Posted on Oct 10, 2008 in 2008, Dakeyne Street | 0 comments

Backlit are proud to announce our grand opening, and present:

 

Main Gallery

Dan Tombs

Studio Gallery

Simon Raven

Project Space
Defunct (curated by Tom Duggan and Alia Pathan)

 

We are very pleased to host ANNEXINEMA with artist film and video from around the globe.

 

Dan Tombs presents a cinematic panning shot of a seemingly alien landscape, both hazily unfamiliar but recognizable through our collective visual memory. This landscape is actually the artist’s adoptive home of Norfolk where he has studied and worked since 2003. Recorded on an PXL 2000 (an obsolete form of video camera), which records directly on to audio cassette tape, this use of defunct technology questions the artist’s control over the image. Tombs’ work undermines contemporary visual perception and the role of the director in creating images, which are uncontrollable. Tombs believes that the machine is “ an equal and valid collaborator to the image.”

 

Private View: Friday 17th October 7pm onwards
Sat 17th -Tue 20th: 12pm –5pm. Admission free: open to public

 

 

Defunct is a show hosting art that explores shortcomings, existentialist enquiries, and creates nostalgia for imagined places or events.

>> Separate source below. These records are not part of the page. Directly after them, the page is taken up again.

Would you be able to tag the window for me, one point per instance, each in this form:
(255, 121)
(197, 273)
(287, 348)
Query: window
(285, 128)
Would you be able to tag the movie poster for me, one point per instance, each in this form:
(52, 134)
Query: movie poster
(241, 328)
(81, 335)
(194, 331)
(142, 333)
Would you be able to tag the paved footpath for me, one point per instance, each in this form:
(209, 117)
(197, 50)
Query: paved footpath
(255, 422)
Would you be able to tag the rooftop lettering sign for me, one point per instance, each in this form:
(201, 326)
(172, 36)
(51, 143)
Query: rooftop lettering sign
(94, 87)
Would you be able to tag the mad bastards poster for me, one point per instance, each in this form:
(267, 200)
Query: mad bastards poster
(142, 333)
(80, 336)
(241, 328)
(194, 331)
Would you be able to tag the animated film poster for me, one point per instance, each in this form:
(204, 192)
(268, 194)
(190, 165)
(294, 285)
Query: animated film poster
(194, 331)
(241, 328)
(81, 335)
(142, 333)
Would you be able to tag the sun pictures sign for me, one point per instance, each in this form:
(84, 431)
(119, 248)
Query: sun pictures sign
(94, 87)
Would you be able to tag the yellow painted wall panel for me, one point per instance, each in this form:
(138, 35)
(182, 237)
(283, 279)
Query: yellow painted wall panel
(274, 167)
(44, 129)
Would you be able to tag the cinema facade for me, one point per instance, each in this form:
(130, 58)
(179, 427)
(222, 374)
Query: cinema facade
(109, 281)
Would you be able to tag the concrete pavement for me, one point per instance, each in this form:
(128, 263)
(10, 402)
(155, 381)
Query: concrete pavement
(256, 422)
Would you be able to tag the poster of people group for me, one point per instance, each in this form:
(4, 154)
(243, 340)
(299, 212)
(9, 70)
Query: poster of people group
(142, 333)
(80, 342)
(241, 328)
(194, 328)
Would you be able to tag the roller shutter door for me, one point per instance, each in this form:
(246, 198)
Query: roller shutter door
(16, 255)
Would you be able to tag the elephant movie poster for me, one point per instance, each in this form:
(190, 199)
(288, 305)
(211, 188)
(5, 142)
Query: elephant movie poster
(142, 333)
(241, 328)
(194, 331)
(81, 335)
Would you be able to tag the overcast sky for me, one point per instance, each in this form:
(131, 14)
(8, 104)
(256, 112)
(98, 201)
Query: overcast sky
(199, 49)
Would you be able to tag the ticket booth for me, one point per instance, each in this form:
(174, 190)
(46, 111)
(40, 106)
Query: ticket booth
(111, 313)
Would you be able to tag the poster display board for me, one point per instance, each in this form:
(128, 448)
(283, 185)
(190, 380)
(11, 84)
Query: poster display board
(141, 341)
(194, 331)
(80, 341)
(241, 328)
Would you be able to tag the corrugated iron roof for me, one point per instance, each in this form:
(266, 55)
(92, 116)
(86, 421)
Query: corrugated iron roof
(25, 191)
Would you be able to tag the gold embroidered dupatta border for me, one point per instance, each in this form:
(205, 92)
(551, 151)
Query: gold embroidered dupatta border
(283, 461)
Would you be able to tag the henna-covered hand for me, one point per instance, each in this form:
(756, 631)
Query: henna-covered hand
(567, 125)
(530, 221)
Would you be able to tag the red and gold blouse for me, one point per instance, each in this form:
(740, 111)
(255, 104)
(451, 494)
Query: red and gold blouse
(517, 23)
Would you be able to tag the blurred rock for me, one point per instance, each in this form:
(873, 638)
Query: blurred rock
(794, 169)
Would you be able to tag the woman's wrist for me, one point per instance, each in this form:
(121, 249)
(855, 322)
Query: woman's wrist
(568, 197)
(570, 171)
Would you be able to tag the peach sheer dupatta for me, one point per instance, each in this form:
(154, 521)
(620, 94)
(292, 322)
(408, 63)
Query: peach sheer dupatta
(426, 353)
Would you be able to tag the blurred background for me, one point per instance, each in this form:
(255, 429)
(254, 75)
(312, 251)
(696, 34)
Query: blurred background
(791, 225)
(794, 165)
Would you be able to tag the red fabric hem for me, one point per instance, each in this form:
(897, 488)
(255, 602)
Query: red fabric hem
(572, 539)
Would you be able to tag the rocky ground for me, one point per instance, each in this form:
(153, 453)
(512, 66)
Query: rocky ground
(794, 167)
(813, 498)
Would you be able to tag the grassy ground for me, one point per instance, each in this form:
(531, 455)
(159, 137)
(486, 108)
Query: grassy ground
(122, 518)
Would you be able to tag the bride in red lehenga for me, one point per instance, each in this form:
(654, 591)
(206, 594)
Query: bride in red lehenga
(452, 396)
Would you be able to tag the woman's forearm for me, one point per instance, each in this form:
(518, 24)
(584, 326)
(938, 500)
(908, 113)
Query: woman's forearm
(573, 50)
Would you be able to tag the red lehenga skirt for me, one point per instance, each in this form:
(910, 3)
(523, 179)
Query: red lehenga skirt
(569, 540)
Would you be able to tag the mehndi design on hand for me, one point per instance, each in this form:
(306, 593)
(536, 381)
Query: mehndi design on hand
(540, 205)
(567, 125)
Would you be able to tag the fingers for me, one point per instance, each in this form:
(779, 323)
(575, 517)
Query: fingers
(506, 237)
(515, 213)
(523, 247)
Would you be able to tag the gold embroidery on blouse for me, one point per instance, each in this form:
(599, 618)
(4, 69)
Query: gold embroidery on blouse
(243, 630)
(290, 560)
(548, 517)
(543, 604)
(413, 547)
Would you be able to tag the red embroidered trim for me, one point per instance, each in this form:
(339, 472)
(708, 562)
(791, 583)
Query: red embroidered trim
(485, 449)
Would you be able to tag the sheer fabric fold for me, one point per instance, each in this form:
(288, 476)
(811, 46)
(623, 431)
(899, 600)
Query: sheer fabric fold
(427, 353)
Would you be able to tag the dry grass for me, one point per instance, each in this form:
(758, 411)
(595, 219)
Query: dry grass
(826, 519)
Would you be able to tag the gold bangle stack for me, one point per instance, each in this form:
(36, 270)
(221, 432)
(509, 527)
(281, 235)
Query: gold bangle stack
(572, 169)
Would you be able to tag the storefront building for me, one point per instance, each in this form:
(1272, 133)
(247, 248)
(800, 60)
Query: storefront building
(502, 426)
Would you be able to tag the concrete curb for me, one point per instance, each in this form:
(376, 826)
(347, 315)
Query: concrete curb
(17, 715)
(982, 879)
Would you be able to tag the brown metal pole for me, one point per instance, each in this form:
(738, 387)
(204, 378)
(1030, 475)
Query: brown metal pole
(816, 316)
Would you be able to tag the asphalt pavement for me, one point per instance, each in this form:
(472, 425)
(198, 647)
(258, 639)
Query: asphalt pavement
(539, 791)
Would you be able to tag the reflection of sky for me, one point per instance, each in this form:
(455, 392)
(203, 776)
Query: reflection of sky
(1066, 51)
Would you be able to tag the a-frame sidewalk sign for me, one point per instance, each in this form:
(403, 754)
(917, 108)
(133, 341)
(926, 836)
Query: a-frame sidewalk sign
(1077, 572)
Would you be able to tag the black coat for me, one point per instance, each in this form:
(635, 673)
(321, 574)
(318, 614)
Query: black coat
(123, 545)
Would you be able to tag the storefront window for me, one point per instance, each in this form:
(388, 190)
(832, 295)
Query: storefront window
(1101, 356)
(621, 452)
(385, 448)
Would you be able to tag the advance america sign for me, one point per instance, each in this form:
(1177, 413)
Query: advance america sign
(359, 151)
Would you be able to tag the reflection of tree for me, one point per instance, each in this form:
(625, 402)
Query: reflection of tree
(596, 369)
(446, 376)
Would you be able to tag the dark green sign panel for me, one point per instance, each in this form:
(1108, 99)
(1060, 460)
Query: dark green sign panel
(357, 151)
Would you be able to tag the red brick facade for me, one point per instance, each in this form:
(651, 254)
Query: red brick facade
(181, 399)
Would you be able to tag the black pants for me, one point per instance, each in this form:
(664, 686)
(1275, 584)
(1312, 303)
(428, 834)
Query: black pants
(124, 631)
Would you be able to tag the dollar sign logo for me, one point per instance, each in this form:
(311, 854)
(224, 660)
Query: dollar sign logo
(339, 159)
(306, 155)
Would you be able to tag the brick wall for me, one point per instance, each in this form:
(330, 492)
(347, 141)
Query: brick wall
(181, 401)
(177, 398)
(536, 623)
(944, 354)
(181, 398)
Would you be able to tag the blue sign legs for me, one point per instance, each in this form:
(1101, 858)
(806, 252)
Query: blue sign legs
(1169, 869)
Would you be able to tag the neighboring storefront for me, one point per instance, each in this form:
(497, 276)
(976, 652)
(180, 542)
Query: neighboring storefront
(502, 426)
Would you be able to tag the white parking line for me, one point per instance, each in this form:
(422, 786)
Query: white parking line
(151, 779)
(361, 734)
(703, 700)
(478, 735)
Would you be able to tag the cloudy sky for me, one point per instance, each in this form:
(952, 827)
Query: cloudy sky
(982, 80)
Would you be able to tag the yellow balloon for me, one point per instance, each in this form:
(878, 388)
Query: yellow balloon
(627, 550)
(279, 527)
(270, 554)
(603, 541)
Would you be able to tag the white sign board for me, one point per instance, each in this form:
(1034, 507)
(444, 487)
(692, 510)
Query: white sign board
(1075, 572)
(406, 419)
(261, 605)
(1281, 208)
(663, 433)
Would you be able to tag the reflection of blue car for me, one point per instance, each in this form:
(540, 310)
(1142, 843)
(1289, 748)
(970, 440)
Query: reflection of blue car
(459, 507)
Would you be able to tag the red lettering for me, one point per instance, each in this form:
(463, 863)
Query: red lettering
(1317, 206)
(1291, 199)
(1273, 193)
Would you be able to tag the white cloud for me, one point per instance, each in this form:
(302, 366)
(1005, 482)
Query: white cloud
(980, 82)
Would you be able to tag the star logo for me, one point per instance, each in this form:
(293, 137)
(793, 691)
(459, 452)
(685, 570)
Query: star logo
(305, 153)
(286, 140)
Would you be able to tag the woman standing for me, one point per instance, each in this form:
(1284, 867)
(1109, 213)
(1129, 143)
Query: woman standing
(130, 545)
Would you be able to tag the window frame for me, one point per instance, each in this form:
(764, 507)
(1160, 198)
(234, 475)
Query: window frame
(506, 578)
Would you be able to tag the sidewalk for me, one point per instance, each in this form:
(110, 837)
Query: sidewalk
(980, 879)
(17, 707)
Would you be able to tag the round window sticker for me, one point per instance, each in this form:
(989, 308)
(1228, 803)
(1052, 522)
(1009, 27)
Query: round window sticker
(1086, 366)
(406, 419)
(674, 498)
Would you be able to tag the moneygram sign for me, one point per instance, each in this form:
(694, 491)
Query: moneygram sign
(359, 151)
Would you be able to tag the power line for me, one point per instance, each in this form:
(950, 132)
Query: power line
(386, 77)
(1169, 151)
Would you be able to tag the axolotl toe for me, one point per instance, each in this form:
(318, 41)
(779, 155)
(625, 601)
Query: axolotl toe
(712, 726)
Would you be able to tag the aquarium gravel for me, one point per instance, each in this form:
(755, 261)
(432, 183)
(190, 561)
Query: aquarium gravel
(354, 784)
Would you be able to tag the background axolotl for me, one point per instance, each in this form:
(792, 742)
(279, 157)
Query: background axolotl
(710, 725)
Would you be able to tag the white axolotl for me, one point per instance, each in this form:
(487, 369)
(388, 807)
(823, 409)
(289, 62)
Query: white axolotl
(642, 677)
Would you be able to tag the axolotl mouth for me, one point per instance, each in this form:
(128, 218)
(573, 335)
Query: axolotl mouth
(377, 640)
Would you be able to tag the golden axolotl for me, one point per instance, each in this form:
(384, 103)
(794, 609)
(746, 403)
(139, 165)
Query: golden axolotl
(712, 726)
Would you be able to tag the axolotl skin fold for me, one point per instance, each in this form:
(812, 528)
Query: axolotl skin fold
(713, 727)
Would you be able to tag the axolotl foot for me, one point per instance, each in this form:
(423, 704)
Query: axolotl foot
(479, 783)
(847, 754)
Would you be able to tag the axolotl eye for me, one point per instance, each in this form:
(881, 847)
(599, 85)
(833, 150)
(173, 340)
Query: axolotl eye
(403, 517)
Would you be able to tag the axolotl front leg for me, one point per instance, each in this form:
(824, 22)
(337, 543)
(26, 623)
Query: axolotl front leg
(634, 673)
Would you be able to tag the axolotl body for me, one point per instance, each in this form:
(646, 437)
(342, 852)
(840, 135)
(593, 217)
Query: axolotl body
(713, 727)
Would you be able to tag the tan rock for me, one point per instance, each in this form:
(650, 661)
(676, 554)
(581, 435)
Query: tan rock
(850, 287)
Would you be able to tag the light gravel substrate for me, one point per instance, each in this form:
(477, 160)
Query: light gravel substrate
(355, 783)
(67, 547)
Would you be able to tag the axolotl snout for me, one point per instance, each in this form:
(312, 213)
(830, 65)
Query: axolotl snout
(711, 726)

Shortcomings and inadequacies have been bought to the fore. In some works the Artist undertakes an arduous or unnecessary task; in which success seems like an inappropriate means of judgement. These ideas of inadequacy are also present in works that create a substitute for the self, better-than-the-artist embodiments that have imagined potentials for brilliance. The works that are concerned with the self are not direct portraits or biographies; Defunct draws together artists who discuss themselves by what they are not (capable of).

Alternative places and existentialist questions are assembled from within composed landscapes of imagery and phrases. Charged and ambiguous statements are made in a suggestive and uncertain manner, which talk about quite different subjects.

Having a preoccupation with an obsessive or excessive act and employing perfectionist behaviour seem to be consistent methods of creation. Whether these works come from fixed frames of mind or from minds with ambivalent attitudes, the intention to achieve or progress is no less depleted and our efforts continue with the belief that progress is important and is what follows frustration.

In a search for fulfilment of something we only assume can be fulfilled as a rationalization for the effort used to complete it, these artistic endeavours leave a residue of poised propositions and restlessness.